Abstract
Background: Retinopathy of prematurity (ROP) is a disorder of the preterm newborn characterized by neurovascular disruption in the immature retina that may cause visual impairment and blindness. Objective: To develop a clinical screening tool for early postnatal prediction of ROP in preterm newborns based on risk information available within the first 48 h of postnatal life. Methods: Using data submitted to the Vermont Oxford Network (VON) between 1995 and 2015, we created logistic regression models based on infants born <28 completed weeks gestational age. We developed a model with 60% of the data and identified birth weight, gestational age, respiratory distress syndrome, non-Hispanic ethnicity, and multiple gestation as predictors of ROP. We tested the model in the remaining 40%, performed tenfold cross-validation, and tested the score in ELGAN study data. Results: Of the 1,052 newborns in the VON database, 627 recorded an ROP status. Forty percent had no ROP, 40% had mild ROP (stages 1 and 2), and 20% had severe ROP (stages 3-5). We created a weighted score to predict any ROP based on the multivariable regression model. A cutoff score of 5 had the best sensitivity (95%, 95% CI 93-97), while maintaining a strong positive predictive value (63%, 95% CI 57-68). When applied to the ELGAN data, sensitivity was lower (72%, 95% CI 69-75), but PPV was higher (80%, 95% CI 77-83). Conclusions: STEP-ROP is a promising screening tool. It is easy to calculate, does not rely on extensive postnatal data collection, and can be calculated early after birth. Early ROP screening may help physicians limit patient exposure to additional risk factors, and may be useful for risk stratification in clinical trials aimed at reducing ROP.
Introduction
Retinopathy of prematurity (ROP) is a disorder of the preterm newborn that can lead to visual impairment and blindness [1,2]. The retina and retinal vasculature develop during gestation, linking the extent of retinal immaturity to the extent of prematurity of the infant. As a result, extremely preterm newborns are more susceptible to ROP than moderate to late term infants [1,3]. The pathogenesis of ROP involves 2 distinct postnatal phases and potentially a pre-phase involving stressors within the intrauterine environment [1,4]. Exposure to perinatal infection, inflammation, and oxidative stress may influence the postnatal retinal neovascularization process [5,6].

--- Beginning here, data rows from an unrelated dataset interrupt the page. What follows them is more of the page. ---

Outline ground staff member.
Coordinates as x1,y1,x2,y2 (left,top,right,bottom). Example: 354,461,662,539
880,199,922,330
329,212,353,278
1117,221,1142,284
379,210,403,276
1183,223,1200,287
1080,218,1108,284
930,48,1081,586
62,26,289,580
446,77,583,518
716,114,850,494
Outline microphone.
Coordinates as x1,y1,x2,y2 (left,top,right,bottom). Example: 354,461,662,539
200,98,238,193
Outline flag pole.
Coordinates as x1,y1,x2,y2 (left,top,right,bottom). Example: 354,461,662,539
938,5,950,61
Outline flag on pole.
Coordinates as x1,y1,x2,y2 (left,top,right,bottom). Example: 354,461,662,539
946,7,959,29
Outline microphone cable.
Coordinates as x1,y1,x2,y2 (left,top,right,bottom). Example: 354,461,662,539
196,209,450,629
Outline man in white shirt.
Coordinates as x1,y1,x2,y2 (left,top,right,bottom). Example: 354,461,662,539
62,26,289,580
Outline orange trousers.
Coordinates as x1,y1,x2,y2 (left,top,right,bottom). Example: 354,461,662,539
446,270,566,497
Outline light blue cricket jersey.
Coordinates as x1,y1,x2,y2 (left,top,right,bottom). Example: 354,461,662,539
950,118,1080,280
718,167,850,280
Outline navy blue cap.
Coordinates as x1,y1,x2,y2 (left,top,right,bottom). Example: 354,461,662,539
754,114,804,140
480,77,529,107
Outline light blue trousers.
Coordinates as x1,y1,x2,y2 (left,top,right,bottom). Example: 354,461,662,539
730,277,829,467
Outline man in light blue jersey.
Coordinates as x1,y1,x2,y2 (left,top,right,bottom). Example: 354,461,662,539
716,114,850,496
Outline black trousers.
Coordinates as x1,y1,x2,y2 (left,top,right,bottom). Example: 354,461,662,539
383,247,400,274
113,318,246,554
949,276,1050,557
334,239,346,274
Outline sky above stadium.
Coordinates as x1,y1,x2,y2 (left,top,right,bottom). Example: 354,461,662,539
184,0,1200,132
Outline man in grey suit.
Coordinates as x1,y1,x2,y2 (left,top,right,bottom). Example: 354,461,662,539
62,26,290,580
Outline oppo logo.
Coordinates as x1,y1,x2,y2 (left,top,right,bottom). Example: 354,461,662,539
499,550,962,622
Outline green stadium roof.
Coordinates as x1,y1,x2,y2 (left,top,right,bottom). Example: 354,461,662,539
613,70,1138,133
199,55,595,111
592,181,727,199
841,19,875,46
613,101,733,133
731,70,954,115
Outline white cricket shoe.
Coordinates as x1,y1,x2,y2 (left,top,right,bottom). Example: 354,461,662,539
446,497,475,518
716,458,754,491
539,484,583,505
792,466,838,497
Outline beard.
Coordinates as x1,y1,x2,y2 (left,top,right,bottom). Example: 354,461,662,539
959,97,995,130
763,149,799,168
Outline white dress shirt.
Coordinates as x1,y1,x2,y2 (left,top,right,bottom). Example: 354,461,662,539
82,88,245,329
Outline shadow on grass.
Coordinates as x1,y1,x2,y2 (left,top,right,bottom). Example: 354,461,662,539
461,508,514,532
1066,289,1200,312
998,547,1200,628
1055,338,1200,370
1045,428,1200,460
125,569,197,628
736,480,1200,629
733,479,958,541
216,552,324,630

Prominent risk factors for ROP include low birth weight, low gestational age, and exposure to supplemental oxygen during the first few weeks after birth [7,8]. Other potential antenatal and postnatal risk factors include chorioamnionitis, pre-eclampsia, placental infection, sepsis, the presence of patent ductus arteriosis, the use of surfactant and transfusions, poor postnatal weight gain, and genetic factors [9,10,11].
The current screening process recommended by the American Academy of Pediatrics suggests at least 2 dilated fundus exams for all infants with a birth weight of less than 1,500 g or born before or at 30 weeks of gestation [3]. As onset and progression of ROP are related to post menstrual age (PMA), the recommended screening time for premature newborns is formulated to screen at 31 weeks' PMA. It is not recommended to examine preterm newborns for ROP before 31 weeks' PMA, as the lens and vitreous humor are not translucent before that age. Nonetheless, extremely preterm newborns (<25 weeks' gestation) should be considered for earlier screening for serious ROP due to the high likelihood of severe comorbidities. However, beginning screening at 31 weeks' PMA for a premature infant <28 weeks' gestation may be missing a critical opportunity to alter the infant's risk factors for ROP [1].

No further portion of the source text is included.